The first known description of paroxysmal kinesigenic dyskinesias (PKD) was by Shuzo Kure (1892) detailing a Japanese man with PKD.
Initial reports often regarded PKD as a form of reflex epilepsy.
Currently it considered as one of the three categories of paroxysmal dyskinesias, the other two being paroxysmal non-kinesigenic dyskinesia (PNKD), and paroxysmal exercise-induced dyskinesia (PED) (Jankovic J & Demirkiran M, 2002).
Clinical Features
Lishman et al. (1962) provided a thorough and beautifully written account of PKD's clinical characteristics while describing seven patients.

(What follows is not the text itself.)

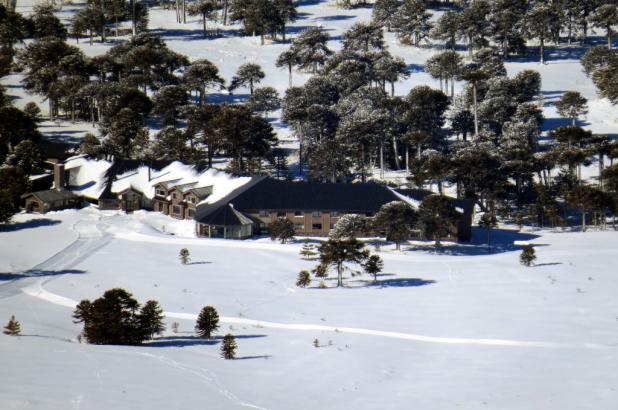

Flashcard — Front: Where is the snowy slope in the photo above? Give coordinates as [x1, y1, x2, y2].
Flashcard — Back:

Attacks usually begin in childhood and occur frequently.
Precipitated by sudden movement, often after a period of rest.
Movement of the legs is more likely to initiate attacks than the arms.
An element of surprise or "startle" is important; tension, anxiety, or self-consciousness increases the likelihood of attacks.
Subjective preparation for movement and slow initiation of action tend to reduce or abort attacks.
Attacks consist of tonic spasm, potentially involving the whole body but more commonly localized to the initiating limb or confined to one side.
In three cases, the movements had a writhing character reminiscent of torsion spasm, with clonic movements being absent.
A sensory aura, when present, began in the initiating limb and spread briefly before the spasm.
The pattern of attack was generally stereotyped, though attacks might be arrested before fully developing.
Consciousness was never lost, although transient clouding was sometimes evident.
Attacks could sometimes be voluntarily induced if the provoking movement was abrupt and forceful.
Kertesz (1967) introduced the term "paroxysmal kinesigenic choreoathetosis," emphasizing:
Provocation by movement.
Short duration of episodes.
Good response to phenytoin.
Familial occurrence, initially speculated to be recessive but later understood as autosomal dominant with reduced expressivity.